Soleil Noir Tenor arias by Biado, G Caccini, Monteverdi, J Peri, Rasi, etc Emiliano Gonzalez Toro (tenor); I Gemelli Naïve V5473 48:57 mins
Many vocal skills we now admire in opera were born in the early 17th century. These performances centre upon the techniques of the early solo singer-composers, wonderfully resurrected here by the ravishing and sometimes mercurial vocal wizardry of the Swiss-Chilean tenor Emiliano Gonzalez Toro – recently acclaimed for his interpretation of the title role in Monteverdi’s Orfeo.

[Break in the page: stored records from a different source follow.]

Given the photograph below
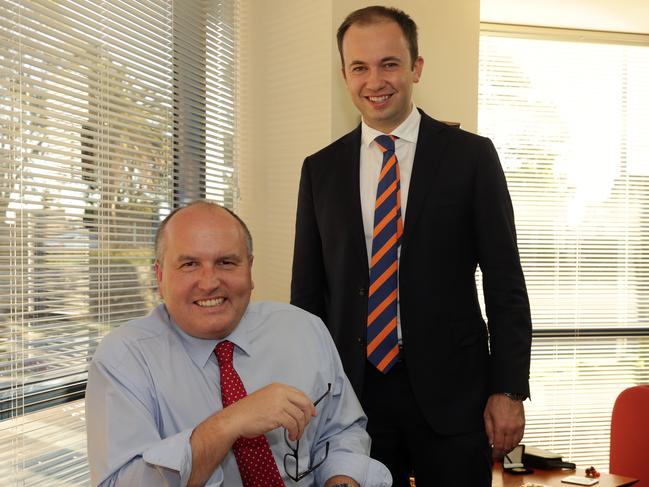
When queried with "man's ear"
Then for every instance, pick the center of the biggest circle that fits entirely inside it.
(250, 259)
(157, 267)
(417, 67)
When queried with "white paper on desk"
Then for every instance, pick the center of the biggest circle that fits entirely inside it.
(577, 480)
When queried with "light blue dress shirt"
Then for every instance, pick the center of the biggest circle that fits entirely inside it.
(150, 384)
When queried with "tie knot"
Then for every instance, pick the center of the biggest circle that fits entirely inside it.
(224, 351)
(386, 142)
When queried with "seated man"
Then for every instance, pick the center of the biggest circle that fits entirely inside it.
(210, 389)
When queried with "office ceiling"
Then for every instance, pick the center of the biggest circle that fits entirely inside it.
(611, 15)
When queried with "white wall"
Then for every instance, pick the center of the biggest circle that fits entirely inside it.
(609, 15)
(294, 102)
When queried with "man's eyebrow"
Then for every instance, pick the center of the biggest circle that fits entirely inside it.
(383, 60)
(184, 258)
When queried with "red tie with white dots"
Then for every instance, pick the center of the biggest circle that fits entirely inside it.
(254, 457)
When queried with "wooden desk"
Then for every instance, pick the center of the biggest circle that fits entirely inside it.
(553, 478)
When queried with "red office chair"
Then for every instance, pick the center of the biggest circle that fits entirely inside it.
(629, 455)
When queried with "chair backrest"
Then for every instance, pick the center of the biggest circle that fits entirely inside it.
(629, 454)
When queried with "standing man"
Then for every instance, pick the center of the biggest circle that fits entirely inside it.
(210, 389)
(392, 220)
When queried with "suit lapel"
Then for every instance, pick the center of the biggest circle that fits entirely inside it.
(351, 176)
(430, 145)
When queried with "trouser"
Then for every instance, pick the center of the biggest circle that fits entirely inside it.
(405, 443)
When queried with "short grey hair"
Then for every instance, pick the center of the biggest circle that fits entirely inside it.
(159, 236)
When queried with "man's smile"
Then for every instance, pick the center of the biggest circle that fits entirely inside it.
(205, 303)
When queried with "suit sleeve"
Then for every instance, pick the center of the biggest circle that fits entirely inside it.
(308, 282)
(506, 300)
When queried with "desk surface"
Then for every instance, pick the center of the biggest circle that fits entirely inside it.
(552, 478)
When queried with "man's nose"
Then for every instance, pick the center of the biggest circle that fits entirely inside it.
(374, 79)
(209, 278)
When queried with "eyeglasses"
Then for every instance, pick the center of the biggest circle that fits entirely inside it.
(288, 458)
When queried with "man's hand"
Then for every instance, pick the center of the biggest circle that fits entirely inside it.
(504, 422)
(273, 406)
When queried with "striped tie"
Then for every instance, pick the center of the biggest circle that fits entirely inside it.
(382, 342)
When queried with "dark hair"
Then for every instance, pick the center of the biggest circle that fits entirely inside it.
(159, 236)
(376, 14)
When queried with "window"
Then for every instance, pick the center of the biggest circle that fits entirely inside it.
(110, 112)
(569, 113)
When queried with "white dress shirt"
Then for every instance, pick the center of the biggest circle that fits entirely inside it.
(150, 384)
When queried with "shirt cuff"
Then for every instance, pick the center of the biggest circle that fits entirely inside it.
(175, 453)
(363, 469)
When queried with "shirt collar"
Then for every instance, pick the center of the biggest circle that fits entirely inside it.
(408, 130)
(200, 349)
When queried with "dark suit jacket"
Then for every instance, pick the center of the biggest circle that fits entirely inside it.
(459, 215)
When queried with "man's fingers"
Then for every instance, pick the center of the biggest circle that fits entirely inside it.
(295, 420)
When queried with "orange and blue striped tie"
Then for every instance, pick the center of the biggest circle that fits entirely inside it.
(382, 341)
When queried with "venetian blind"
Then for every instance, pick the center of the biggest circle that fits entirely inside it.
(569, 114)
(93, 113)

The first singer in that role was Francesco Rasi, and seven of his own songs appear on this disc. Toro gives us the full helter-skelter style of dashing roulades found in Rasi’s ‘Indarno Febo’, and in many of the other songs he is supported by Thomas Dunford’s witty and sometimes darkly inventive accompaniments on the theorbo. Most of these pieces have their vocal decorations written in, but a relatively plain melody like Caccini’s ‘Amarilli’ could (according to Caccini’s own instructions) have benefitted from rather more improvised ornamentation in some of its sections. In Sigismondo d’India’s ‘Amico, hai vinto’ we have a setting of the death scene between Tancredi and Clorina (from a poetic epic by Tasso) which combines narrative, description and direct dialogue, and requires a bit more distinction between the different ‘voicings’ than we get here. That said, exceptional musicianship abounds, notably in the sensitive, varied exchanges between voice and accompaniment in ‘Un di soletto’ by Peri (a very good composer), and in the magnificently stylish exuberance of Monteverdi’s ‘Qual sguardo’.